I could feel Aunt Prue’s bandaged hand in mine. Only when I looked down at the bed, Aunt Prue was gone. I blinked, and the bed was gone, then the room. And I was nowhere, looking at nothing, hearing nothing.

Footsteps.

“Ethan Wate, that you?”

“Aunt Prue?”

She came shuffling out of the absolute nothingness. She was there and not there, flickering in and out of sight in her best housedress, the one with the loud flowers and the pearly-looking snaps. Her slippers were crocheted in the same rainbow of browns as Aunt Grace’s favorite afghan.

“Back so soon?” She waved the handkerchief in her curled hand. “Told you last night, I got things ta do while I’m out an’ about like this. Can’t keep runnin’ ta me every time you need the answer ta some durned question I don’t know.”

“What? I didn’t visit you last night, Aunt Prue.”

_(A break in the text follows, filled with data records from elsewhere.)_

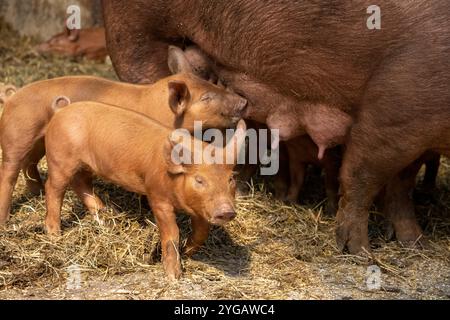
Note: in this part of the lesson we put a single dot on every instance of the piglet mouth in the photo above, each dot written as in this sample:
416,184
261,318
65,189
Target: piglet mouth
222,218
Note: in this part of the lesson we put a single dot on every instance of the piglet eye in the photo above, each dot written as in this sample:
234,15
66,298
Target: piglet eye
206,97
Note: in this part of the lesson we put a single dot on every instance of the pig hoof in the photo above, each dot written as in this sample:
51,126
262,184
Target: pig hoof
53,231
173,275
35,188
330,209
189,251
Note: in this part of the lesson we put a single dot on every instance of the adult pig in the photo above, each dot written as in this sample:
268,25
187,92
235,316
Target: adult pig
89,43
305,66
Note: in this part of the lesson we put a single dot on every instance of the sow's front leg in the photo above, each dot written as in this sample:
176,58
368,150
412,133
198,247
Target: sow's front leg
165,217
137,55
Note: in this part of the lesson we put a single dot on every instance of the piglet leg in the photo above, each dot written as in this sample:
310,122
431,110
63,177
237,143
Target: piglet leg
297,175
170,238
200,231
55,188
30,170
82,185
8,177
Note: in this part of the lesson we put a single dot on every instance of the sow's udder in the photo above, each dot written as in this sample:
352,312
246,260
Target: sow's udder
327,126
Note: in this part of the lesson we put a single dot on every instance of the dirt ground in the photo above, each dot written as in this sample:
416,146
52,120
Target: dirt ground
271,251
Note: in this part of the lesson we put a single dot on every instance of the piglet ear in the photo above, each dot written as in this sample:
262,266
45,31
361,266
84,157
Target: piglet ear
179,96
177,61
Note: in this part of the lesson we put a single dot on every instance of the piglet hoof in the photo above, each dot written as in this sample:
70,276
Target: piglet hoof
190,250
53,230
330,209
352,235
173,271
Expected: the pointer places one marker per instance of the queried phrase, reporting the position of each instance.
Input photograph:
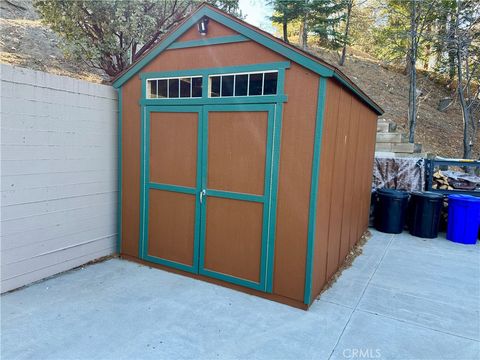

She frowned. “You tryin’ ta play tricks on a old woman?”

“What did you tell me?” I asked.

“What did you ask?” She scratched her head, and I realized with a rising panic that she was beginning to fade away.

“Are you coming back, Aunt Prue?”

“Can’t say just yet.”

“Can you come with me now?”

She shook her head. “Don’t you know? That’s up ta the Wheel a Fate.”

“What?”

“Sooner or later, it crushes us all. That’s what I told you, remember? When you asked ’bout comin’ over here. Why’re you askin’ so many questions today? I’m bone tired, an’ I need ta get me some rest.”

She was almost gone now.

“Leave me be, Ethan. Don’t ya be lookin’ ta come downside. The Wheel ain’t done with you.”

I watched as her brown crocheted slippers disappeared.

“Ethan?” I could hear Lena’s voice and feel her hand on my shoulder, shaking me awake.

My head felt heavy, and I opened my eyes slowly. Bright light poured in from the unblinded window. I had fallen asleep in the chair next to Aunt Prue, the way I used to fall asleep on my mom’s chair, waiting for her to finish up in the archive. I looked down, and Aunt Prue was lying on her bed, milky eyes open as if nothing had happened. I dropped her hand.

I must have looked spooked, because Lena looked worried. “Ethan, what is it?”

“I—I saw Aunt Prue. I talked to her.”

“While you were asleep?”

I nodded. “Yeah. But it didn’t feel like a dream. And she wasn’t surprised to see me. I had already been there.”

“What are you talking about?” Lena was watching me carefully now.

“Last night. She said I came to see her. Only I don’t remember.” It was becoming more common, and more frustrating. I was forgetting things all the time now.

Before Lena could say anything, the nurse rapped on the door, opening it just a crack.

“I’m sorry, but visiting hours are over. You’ll have to let your aunt have some rest now, Ethan.”

She sounded friendly, but the message was clear. We were out the door and into the empty hall before my heart had time to stop pounding.

On the way out, Lena realized she had left her bag in Aunt Prue’s room. While I waited for her to get it, I walked through the hallway slowly, stopping at a doorway. I couldn’t help it. The boy in the room was about my age, and for a minute I found myself wondering what it would be like to be in his place. He was still sitting up at the table, and his hand was still writing. I looked up and down the hall, then slipped into his room.

“Hey, man. Just passing through.”

I sat down on the edge of the chair in front of him. His eyes didn’t even flicker in my direction, and his hand didn’t stop moving. Over and over, he had written a hole into his paper, even into the sheet underneath.